Immer noch hatte mich keiner bemerkt. Ich räusperte mich und fragte leise: „Ist jemand gestorben!“ Meine Frau blickte auf, ließ die Teekanne fallen. Die traf zuerst die gerade gefüllte Tasse am Rand, so dass sie im weiten Bogen den Tee über den Tisch spie und dann Richtung Tischkante sprang. Dann knallte die Kanne auf die Untertasse und zersprang in tausend Stücke. Der Tee spritzte in alle Richtungen.
Mein Vater fuhr mitsamt dem Stuhl ein Stück nach hinten und stieß mich dabei fast um. Meine Frau hingegen streckte mit einem Blick voller Entsetzen die Hand aus und deutete mit ihrem ausgestreckten Zeigefinger auf mich. Ein ersticktes Gurgeln kam aus ihrer Kehle, dann wurde sie ganz weiß und kippte einfach um. Mit einem lauten Krachen landete sie hart auf dem Boden. Ich wollte schnellstens zu ihr, aber mein Vater saß im Weg. Er versuchte noch, seine mit heißem Tee durchnässten Hosenbeine vom Körper fernzuhalten und drehte sich endlich zu mir um.

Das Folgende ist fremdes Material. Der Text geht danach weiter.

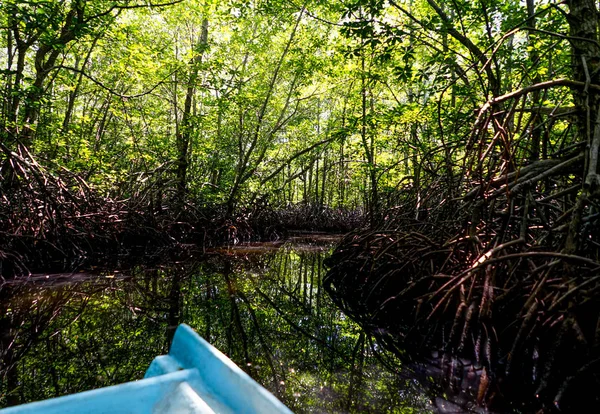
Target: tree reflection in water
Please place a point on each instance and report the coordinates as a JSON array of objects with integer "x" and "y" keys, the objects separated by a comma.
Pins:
[{"x": 262, "y": 305}]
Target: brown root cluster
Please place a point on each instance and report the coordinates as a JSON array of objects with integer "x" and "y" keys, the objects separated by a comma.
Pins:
[
  {"x": 54, "y": 221},
  {"x": 495, "y": 269}
]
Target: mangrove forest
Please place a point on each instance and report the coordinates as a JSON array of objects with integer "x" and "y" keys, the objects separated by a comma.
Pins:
[{"x": 369, "y": 205}]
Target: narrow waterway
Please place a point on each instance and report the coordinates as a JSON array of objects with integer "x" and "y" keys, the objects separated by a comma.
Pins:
[{"x": 261, "y": 304}]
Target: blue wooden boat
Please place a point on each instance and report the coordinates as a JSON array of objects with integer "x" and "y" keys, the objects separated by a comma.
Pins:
[{"x": 193, "y": 378}]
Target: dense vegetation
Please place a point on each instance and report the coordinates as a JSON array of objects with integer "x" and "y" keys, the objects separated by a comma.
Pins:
[{"x": 468, "y": 133}]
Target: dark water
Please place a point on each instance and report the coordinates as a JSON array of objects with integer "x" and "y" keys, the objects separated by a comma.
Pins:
[{"x": 262, "y": 305}]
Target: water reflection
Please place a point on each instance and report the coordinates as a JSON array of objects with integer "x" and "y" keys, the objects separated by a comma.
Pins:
[{"x": 262, "y": 305}]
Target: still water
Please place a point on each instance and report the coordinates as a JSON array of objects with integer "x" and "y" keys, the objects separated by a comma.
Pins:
[{"x": 260, "y": 304}]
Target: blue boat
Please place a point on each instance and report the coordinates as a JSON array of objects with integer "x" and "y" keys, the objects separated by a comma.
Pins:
[{"x": 194, "y": 377}]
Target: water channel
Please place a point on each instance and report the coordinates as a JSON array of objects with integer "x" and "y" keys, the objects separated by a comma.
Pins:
[{"x": 261, "y": 304}]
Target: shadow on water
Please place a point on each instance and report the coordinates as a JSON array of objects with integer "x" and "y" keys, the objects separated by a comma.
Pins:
[{"x": 261, "y": 304}]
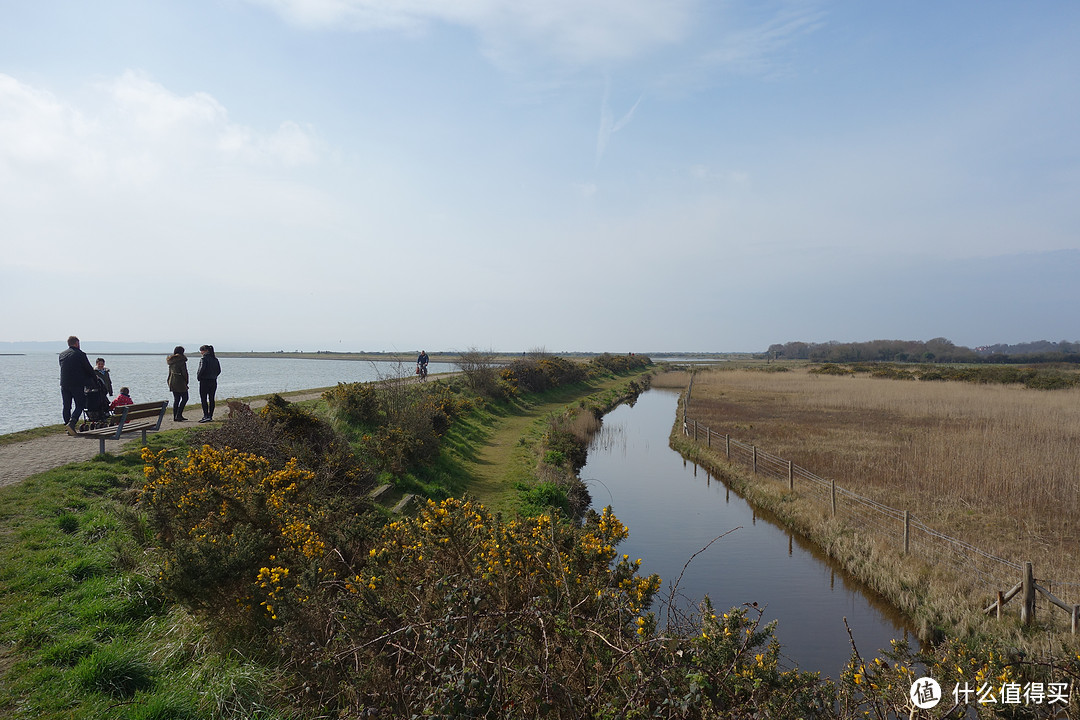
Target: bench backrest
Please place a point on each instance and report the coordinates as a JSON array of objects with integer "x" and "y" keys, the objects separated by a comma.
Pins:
[{"x": 140, "y": 410}]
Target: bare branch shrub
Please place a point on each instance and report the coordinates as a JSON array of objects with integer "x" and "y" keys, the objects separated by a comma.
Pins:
[{"x": 482, "y": 372}]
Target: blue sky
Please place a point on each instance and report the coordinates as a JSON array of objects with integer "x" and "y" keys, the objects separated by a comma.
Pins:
[{"x": 599, "y": 175}]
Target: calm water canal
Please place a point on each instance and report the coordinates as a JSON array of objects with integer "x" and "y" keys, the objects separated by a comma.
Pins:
[{"x": 674, "y": 508}]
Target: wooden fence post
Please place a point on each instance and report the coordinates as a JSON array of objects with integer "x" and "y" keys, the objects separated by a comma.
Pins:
[
  {"x": 907, "y": 531},
  {"x": 1027, "y": 610}
]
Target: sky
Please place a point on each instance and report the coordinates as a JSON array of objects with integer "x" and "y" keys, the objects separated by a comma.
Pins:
[{"x": 567, "y": 175}]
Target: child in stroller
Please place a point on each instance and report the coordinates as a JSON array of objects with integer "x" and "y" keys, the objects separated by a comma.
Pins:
[{"x": 97, "y": 405}]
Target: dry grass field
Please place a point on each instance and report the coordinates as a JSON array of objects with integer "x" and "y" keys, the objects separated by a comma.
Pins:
[{"x": 997, "y": 466}]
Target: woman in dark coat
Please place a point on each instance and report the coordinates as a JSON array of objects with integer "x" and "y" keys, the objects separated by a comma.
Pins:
[
  {"x": 178, "y": 381},
  {"x": 208, "y": 369}
]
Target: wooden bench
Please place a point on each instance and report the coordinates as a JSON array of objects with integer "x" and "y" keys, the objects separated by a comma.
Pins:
[{"x": 132, "y": 419}]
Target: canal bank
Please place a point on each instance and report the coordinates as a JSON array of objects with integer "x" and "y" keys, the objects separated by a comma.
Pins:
[{"x": 674, "y": 510}]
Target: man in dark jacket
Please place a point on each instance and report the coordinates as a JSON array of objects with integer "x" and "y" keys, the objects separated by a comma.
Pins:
[
  {"x": 208, "y": 369},
  {"x": 77, "y": 374}
]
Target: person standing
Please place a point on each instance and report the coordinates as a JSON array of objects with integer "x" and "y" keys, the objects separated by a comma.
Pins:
[
  {"x": 106, "y": 378},
  {"x": 208, "y": 369},
  {"x": 421, "y": 365},
  {"x": 178, "y": 381},
  {"x": 76, "y": 375}
]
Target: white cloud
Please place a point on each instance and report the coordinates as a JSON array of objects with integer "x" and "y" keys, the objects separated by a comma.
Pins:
[
  {"x": 578, "y": 31},
  {"x": 133, "y": 170}
]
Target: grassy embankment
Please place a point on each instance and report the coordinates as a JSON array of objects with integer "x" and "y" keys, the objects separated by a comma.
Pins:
[
  {"x": 86, "y": 632},
  {"x": 995, "y": 465}
]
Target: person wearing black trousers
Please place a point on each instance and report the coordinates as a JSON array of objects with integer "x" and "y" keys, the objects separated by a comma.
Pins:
[
  {"x": 208, "y": 369},
  {"x": 77, "y": 374},
  {"x": 178, "y": 381}
]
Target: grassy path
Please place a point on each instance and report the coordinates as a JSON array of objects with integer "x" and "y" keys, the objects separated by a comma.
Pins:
[{"x": 503, "y": 459}]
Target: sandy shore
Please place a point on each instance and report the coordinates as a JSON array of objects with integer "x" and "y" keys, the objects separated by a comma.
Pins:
[{"x": 21, "y": 460}]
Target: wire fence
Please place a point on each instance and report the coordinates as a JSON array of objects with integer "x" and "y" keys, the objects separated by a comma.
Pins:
[{"x": 901, "y": 528}]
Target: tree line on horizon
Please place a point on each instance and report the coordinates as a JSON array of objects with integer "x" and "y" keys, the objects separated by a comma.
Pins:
[{"x": 937, "y": 350}]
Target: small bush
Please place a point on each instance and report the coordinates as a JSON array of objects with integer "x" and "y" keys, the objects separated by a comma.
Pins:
[
  {"x": 544, "y": 498},
  {"x": 113, "y": 671},
  {"x": 355, "y": 403}
]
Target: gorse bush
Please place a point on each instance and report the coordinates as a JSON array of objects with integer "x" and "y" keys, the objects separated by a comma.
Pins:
[
  {"x": 537, "y": 374},
  {"x": 400, "y": 423},
  {"x": 281, "y": 432},
  {"x": 223, "y": 517}
]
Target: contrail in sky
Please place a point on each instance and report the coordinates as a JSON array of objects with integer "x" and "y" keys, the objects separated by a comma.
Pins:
[{"x": 608, "y": 127}]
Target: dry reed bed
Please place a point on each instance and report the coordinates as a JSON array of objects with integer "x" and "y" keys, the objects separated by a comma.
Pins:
[{"x": 997, "y": 466}]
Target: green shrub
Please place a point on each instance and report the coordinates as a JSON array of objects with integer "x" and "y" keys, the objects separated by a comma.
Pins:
[
  {"x": 355, "y": 403},
  {"x": 544, "y": 498}
]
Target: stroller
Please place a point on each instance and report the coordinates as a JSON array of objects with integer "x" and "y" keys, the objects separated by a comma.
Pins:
[{"x": 97, "y": 406}]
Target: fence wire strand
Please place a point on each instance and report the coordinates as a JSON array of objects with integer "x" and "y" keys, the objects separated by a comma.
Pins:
[{"x": 987, "y": 572}]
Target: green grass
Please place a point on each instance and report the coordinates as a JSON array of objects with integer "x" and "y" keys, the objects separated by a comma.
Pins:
[{"x": 83, "y": 630}]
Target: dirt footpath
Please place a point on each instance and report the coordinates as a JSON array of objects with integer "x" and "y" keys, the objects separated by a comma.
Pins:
[{"x": 21, "y": 460}]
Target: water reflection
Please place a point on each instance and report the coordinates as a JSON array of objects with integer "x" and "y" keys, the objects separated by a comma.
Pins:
[{"x": 675, "y": 508}]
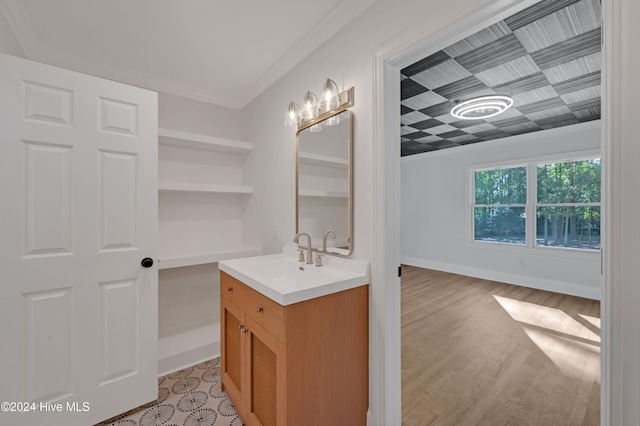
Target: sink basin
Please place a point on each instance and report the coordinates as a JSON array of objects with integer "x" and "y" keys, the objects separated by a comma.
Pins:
[{"x": 285, "y": 281}]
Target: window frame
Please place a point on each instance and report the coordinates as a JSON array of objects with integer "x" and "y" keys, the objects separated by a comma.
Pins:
[{"x": 531, "y": 164}]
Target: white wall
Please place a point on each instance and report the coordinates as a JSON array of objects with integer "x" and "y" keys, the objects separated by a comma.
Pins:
[
  {"x": 8, "y": 42},
  {"x": 348, "y": 58},
  {"x": 435, "y": 217},
  {"x": 189, "y": 297}
]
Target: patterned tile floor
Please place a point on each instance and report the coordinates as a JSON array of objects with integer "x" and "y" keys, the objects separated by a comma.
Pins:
[{"x": 189, "y": 397}]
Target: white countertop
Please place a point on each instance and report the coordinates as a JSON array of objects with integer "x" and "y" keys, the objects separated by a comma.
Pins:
[{"x": 286, "y": 281}]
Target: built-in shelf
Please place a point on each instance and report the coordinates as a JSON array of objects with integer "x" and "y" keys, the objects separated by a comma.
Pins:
[
  {"x": 322, "y": 160},
  {"x": 185, "y": 349},
  {"x": 203, "y": 142},
  {"x": 206, "y": 256},
  {"x": 318, "y": 193},
  {"x": 198, "y": 187}
]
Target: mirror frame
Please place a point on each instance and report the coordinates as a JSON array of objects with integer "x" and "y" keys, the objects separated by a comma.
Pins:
[{"x": 346, "y": 102}]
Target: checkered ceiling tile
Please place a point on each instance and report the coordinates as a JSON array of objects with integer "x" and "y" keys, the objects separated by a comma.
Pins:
[{"x": 547, "y": 58}]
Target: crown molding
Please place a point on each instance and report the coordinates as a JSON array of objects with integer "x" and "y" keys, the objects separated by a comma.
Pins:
[{"x": 26, "y": 35}]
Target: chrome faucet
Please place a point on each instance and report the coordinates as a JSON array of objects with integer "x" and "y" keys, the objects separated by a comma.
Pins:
[
  {"x": 324, "y": 239},
  {"x": 309, "y": 252}
]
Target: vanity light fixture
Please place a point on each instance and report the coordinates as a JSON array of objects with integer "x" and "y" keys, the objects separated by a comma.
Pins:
[
  {"x": 310, "y": 106},
  {"x": 313, "y": 113},
  {"x": 292, "y": 117},
  {"x": 481, "y": 107}
]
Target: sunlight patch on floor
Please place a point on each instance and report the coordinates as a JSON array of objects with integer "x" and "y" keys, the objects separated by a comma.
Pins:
[
  {"x": 593, "y": 320},
  {"x": 548, "y": 318},
  {"x": 568, "y": 342},
  {"x": 569, "y": 355}
]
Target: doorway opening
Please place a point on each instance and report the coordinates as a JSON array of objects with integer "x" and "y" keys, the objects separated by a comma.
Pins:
[{"x": 390, "y": 68}]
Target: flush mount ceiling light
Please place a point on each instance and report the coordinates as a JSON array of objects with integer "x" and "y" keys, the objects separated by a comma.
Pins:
[{"x": 481, "y": 107}]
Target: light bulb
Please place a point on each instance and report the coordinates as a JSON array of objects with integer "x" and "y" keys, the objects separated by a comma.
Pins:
[
  {"x": 292, "y": 116},
  {"x": 310, "y": 106},
  {"x": 330, "y": 94}
]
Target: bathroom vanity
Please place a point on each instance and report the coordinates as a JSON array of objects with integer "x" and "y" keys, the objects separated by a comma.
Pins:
[{"x": 294, "y": 344}]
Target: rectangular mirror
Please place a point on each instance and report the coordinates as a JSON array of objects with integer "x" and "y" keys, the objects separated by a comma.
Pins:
[{"x": 324, "y": 183}]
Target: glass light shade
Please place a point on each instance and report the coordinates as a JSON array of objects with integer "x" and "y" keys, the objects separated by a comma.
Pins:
[
  {"x": 482, "y": 107},
  {"x": 292, "y": 116},
  {"x": 310, "y": 106},
  {"x": 330, "y": 97}
]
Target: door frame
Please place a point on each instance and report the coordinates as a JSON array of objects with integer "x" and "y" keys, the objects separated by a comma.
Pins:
[{"x": 388, "y": 60}]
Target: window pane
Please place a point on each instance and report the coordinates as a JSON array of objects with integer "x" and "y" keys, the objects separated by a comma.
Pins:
[
  {"x": 574, "y": 227},
  {"x": 500, "y": 224},
  {"x": 501, "y": 186},
  {"x": 571, "y": 182}
]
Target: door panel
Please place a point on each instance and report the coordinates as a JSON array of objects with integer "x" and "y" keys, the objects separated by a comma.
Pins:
[{"x": 79, "y": 212}]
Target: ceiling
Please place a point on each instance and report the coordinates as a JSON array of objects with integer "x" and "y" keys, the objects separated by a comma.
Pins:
[
  {"x": 223, "y": 52},
  {"x": 546, "y": 57}
]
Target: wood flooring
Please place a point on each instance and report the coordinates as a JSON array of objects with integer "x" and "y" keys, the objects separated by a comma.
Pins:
[{"x": 480, "y": 353}]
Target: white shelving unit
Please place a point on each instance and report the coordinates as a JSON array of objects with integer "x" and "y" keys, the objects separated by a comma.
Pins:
[{"x": 201, "y": 199}]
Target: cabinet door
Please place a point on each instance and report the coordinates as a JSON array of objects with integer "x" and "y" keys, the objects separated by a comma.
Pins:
[
  {"x": 265, "y": 379},
  {"x": 232, "y": 349}
]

„Mach Platz“, rief ich. Aber mein Vater wurde ebenfalls blass, seine Kinnlade sank so weit hinab, dass ich befürchtete, sein Gebiss würde mir entgegenspringen. Gleichzeitig hörte ich meine Kinder hilflos wimmern. Mein Vater sprang plötzlich auf, packte den Stuhl an der Lehne und brachte ihn zwischen sich und mich.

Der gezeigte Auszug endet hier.